We are in San Salvador. Here is the small home that Archbishop Oscar Romero lived in.
"Inside this house is his bedroom, his study, and here we are here in the backyard."
His things are as he left them. A calendar recalls the date and time of his murder. He spent his final hours with Fernando Sáenz Lacalle, his successor, and other Opus Dei priests.
MONS. FERNANDO SÁENZ LACALLE
Emeritus Archbishop of San Salvador
"It was an extraordinarily friendly gathering, even though it was simple. We sat on the ground, in the shade of palm trees, studying a document he had brought. Later we had lunch. We returned at about three-thirty. He warned us that he had a Mass that evening and that he must return early.”
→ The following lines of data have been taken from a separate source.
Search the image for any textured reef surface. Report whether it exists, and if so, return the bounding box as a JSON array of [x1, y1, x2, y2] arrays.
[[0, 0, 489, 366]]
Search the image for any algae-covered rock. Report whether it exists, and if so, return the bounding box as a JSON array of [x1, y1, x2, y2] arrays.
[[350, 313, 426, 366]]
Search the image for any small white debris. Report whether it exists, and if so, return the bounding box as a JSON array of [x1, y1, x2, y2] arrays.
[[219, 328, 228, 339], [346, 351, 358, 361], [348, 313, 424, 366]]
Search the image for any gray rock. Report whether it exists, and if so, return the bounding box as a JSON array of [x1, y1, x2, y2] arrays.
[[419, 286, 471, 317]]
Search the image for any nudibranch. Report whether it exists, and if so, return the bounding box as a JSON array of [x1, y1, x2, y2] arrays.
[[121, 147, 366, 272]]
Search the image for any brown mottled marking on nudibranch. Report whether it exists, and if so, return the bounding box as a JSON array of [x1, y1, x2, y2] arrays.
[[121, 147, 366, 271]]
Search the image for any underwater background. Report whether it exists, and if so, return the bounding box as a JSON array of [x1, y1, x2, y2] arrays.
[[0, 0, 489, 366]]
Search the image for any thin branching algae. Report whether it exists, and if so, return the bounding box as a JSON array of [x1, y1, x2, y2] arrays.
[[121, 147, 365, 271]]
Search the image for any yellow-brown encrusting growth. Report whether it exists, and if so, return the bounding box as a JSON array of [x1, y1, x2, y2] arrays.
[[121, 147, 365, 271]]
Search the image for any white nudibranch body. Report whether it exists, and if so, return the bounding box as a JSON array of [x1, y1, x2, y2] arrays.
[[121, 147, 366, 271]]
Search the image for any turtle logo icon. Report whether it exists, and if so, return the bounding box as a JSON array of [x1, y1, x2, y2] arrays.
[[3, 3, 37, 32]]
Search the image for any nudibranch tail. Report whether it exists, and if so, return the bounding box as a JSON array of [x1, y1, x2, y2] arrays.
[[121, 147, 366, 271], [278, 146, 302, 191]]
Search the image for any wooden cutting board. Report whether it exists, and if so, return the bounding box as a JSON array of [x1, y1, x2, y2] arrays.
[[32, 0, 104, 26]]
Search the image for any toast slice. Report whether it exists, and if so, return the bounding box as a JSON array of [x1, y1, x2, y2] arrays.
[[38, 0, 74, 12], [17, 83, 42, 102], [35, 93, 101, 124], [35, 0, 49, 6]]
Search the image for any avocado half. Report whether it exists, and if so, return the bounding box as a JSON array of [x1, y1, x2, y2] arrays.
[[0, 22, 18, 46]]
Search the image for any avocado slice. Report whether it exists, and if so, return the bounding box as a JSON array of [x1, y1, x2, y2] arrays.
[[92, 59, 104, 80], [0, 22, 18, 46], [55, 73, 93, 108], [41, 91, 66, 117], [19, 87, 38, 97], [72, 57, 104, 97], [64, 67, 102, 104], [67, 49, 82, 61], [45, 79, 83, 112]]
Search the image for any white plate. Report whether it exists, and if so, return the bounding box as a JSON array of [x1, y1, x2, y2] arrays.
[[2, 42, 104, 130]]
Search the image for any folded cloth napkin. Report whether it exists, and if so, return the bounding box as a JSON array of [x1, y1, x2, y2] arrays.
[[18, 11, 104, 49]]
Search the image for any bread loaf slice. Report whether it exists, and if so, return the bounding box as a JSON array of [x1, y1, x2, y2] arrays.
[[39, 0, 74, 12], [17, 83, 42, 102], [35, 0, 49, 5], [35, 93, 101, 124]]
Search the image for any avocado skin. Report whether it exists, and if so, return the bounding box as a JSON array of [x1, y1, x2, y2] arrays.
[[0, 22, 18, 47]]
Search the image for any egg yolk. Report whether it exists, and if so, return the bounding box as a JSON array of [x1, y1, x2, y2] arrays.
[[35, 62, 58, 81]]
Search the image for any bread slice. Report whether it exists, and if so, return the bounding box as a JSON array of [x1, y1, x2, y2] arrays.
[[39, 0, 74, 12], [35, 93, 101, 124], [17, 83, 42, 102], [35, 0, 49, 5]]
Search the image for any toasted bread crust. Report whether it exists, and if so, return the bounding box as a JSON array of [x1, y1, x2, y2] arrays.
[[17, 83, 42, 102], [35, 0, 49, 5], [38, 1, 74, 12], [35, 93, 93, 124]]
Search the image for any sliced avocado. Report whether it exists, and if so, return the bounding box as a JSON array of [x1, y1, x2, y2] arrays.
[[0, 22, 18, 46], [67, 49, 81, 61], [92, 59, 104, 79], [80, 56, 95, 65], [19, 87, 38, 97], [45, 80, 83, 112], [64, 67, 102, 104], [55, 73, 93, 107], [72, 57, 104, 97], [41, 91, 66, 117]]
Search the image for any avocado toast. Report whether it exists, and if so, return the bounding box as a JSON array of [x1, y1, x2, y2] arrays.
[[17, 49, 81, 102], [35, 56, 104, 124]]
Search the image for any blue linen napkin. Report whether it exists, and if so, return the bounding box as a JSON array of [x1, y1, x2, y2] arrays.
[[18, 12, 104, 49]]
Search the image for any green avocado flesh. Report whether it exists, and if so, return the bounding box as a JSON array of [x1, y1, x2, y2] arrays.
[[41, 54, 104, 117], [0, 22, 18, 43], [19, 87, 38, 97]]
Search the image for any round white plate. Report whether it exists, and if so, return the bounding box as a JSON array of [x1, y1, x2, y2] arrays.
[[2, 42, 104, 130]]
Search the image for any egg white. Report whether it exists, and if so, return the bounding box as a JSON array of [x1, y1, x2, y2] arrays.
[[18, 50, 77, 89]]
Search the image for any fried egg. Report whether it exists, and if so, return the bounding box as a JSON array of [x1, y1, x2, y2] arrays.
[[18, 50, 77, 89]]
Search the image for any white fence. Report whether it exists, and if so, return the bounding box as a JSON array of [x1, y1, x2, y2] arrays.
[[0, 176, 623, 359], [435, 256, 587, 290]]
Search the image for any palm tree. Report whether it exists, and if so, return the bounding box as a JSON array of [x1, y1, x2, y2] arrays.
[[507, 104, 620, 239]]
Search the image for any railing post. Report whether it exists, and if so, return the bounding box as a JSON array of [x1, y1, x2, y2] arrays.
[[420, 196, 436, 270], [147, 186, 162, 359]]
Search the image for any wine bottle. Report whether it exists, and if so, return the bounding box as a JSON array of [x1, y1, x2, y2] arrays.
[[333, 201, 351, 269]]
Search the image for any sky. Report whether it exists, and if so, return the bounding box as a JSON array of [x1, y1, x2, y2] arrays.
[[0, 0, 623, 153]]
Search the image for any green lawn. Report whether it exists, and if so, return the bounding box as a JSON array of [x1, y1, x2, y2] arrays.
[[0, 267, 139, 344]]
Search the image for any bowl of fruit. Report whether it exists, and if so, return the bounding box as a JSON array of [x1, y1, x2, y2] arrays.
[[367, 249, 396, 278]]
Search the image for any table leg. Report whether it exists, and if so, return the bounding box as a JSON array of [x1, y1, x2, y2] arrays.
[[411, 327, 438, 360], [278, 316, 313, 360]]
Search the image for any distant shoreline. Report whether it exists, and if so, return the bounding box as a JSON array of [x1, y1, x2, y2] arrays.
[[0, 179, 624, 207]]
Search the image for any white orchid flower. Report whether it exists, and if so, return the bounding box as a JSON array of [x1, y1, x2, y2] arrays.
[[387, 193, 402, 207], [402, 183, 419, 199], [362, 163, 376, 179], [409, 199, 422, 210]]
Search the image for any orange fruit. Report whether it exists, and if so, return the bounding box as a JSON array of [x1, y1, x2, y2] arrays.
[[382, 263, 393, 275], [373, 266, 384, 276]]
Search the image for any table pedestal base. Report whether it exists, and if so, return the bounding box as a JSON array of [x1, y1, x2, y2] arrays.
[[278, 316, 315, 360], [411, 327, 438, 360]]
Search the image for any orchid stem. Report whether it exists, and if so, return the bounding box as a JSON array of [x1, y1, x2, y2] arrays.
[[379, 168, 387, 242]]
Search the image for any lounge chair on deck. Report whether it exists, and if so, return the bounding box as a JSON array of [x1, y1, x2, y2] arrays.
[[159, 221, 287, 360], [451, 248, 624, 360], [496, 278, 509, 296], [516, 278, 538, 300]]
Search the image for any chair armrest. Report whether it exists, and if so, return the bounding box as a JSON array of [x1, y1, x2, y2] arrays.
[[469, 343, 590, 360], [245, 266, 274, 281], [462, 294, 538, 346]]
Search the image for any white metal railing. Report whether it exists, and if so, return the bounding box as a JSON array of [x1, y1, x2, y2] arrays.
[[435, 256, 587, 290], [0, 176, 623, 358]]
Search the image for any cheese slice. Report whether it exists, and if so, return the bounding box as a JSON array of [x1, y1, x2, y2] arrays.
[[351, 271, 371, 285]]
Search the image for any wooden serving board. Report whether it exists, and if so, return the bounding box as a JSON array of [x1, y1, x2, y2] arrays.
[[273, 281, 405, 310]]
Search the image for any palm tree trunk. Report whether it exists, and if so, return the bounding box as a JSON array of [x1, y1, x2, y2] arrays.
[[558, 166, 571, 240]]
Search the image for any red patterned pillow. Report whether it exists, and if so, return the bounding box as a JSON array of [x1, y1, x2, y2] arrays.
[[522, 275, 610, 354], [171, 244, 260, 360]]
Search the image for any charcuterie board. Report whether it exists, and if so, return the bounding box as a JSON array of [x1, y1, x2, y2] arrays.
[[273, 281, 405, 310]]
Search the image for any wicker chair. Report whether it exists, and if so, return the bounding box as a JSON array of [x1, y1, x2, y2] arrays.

The Mass took place at the Divine Providence hospital chapel. The clothes he wore in those tragic moments are in this wardrobe. This nun explains what happened here.
"He went to the altar to start the consecration. In that moment, you couldn't even hear the vehicle's noise, you only saw it come in. Some witnesses say that the murderer came out and shot from one side of the church.”
It was 1980. El Salvador was in a civil war. Several military commanders launched a fierce crackdown against violent guerrillas groups.
The archbishop gave a voice to the defenseless. His homily the day before was the last straw, and his enemies decided to assassinate him.
"I would like to make a special call to all men in the military. Brothers, you are killing your own brothers, though they are from the same place. If you are ordered to kill a man, God’s law must prevail, and God’s law says "Do not kill.”
John Paul II visited Romero's tomb in the Cathedral. Benedict XVI declared him a "witness of faith," and now Pope Francisc has declared him a martyr because he was killed by hatred of the faith.
The Pope will send a representative to El Salvador for the upcoming beatification ceremony. And Francis hopes to be there himself in a few years to celebrate his canonization.